Julie Hawkins has found creative freedom as an indie, and focuses her writing on Civil War fiction.  She talks about the techniques she used to tap into a specific market.

1. Pretend for a moment I’m a reader looking for my next book.  Pitch me your book in five to ten sentences.

In the spring of 1861, a country once united is fractured by war.  In north Alabama, Hiram Summers, a farmer and father of three, enlists to protect his inherited property.  His son, David, also desires to go, but is instead obligated to stay behind to care for the farm.
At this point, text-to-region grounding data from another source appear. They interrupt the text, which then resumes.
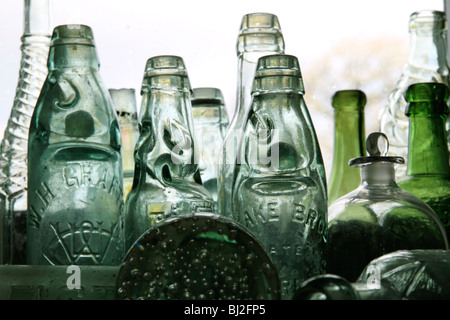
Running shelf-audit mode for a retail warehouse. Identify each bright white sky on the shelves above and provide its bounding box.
[0,0,444,138]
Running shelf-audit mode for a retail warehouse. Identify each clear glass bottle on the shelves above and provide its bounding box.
[380,10,450,181]
[191,88,228,212]
[294,250,450,300]
[327,132,448,282]
[398,83,450,237]
[233,55,327,299]
[108,89,139,201]
[0,0,51,264]
[328,90,367,205]
[27,25,124,265]
[217,13,284,217]
[125,56,214,252]
[116,213,280,300]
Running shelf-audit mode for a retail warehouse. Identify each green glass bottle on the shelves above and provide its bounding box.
[27,25,124,265]
[327,132,448,282]
[398,83,450,240]
[217,12,284,217]
[233,55,327,299]
[328,90,366,205]
[125,56,214,248]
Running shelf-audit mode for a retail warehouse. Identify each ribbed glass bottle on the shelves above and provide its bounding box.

Hiram travels to Virginia with the Fourth Alabama Infantry Regiment, where he is quickly and inevitably thrust into combat.  In the meantime, David searches for adventure at home by traipsing to Huntsville with his best friend, Jake Kimball, to investigate rumors of invading Yankees.  Their escapade turns into harsh reality when they discover the true meaning of war, and after two years of service, Hiram sees enough tragedy to last a lifetime.  A Beautiful Glittering Lie addresses the naivety of a young country torn by irreparable conflict, a father who feels he must defend his home, and a young man who longs for adventure, regardless of the perilous cost.

2. What motivated you to become an indie writer?

I am just starting out in the book publishing industry, but I would eventually like to be published by a traditional publisher.  Indie publishing is a good way to springboard my work into that industry.  Since I published my first book, A Beckoning Hellfire, independent publishing has changed dramatically, so that now authors can have bestsellers without being picked up by traditional publishers.

3. You have not been traditionally published.  Why?

Working independently gives me the freedom to express my views without conforming to the traditional market.  It has more flexibility and opportunity than ever before.  Traditional publishers are looking for bestselling authors with an accomplished track record.  What I have found by attending conventions is that there are a lot of independent writers who are equally talented.  Being published independently doesn’t reflect the quality of writers who are out there.

4. How have you liked self-publishing so far?

My experience with self-publishing so far has been very good.  It has given me a vehicle in which to publish a story that I feel passionately about.  It has also enabled me to establish a following of readers who have an ongoing interest and relationship in the Civil War market.